In surrealism, as in psychoanalysis, there are no borders. The puzzle of the mind unfolds through fragments of memory, nostalgia, fantasy, fear, desire and dream. Imagination and reality merge in the same atmosphere. Our emotions become the tool with which we see ourselves.
At the NGV, in a room dedicated to the period of Picasso’s surrealism, hangs Corrida: death of the toreador woman, a work of oil paint and pencil on wood representing a bullfight. The arena is pale, with soft contrast and a pastel palette of sky blue and carnation pink. A naked woman is lying on the back of a white horse, swept away by the blow of the bull. His head merges with the face of the angry bull. It is a violent image of death made sensual by color and whimsical by dancing gestures.

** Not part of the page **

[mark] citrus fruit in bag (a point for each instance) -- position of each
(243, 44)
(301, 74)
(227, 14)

As spectators, we watch Picasso throw sex and death into his arenas. The animal and the human fall, out of breath, while his transfiguration of life becomes a paid staging. The colors evoke a vision of joy and passion in stark contrast to earlier pieces from his blue period, which left bruises all over his melancholic work. In Freudian theory, the death drive is opposed to Eros: he speaks of a “separation of the death drives from the life drives”. Picasso distills them together until we are left with vascularity and flecks of lavender smoke. The forces that clash in stride, a pastel but dark paradox, are reduced to “the little death», the brief experience after orgasm – equated with death.
The exhibition ends with a three-channel video installation by Rineke Dijkstra, I see a woman crying (woman crying). The work features close-up images of nine children aged 11 to 12 reacting to crying woman The painting. While unveiling the ritual of the school art trip, Dijkstra demonstrates what she describes as the “uninhibited quality” of children. We never see the board.
“Maybe it’s a soul entering his mouth,” said a young boy with a shaved head. “Maybe Picasso just wanted to make a colorful picture and he drew it as if it was how they felt inside. He painted how people felt.
In the final room of the exhibition, a Picasso quote on the wall reads: “It’s up to the public to see what they want to see.” It takes a magician to hold the mirror.
The Picasso Century is presented at NGV International, Melbourne until October 9th.
MUSIC Leaps and bounds music festival
Venues across Melbourne, June 24 to July 24
Heath Ledger Theatre, Perth, 24 June to 2 July
CABARET Adelaide Cabaret Festival
Venues across Adelaide, through June 25
EXPOSURE Gay Hawkes: The House of Desire
Tasmanian Museum and Art Gallery, Hobart, until August 28
EXPOSURE Rebirth is needed
Institute of Modern Art, Brisbane, until July 9
FESTIVAL Long live Sydney
Venues across Sydney, through June 18
This article first appeared in the print edition of The Saturday Paper on June 18, 2022 under the headline “Modernist Sorceries”.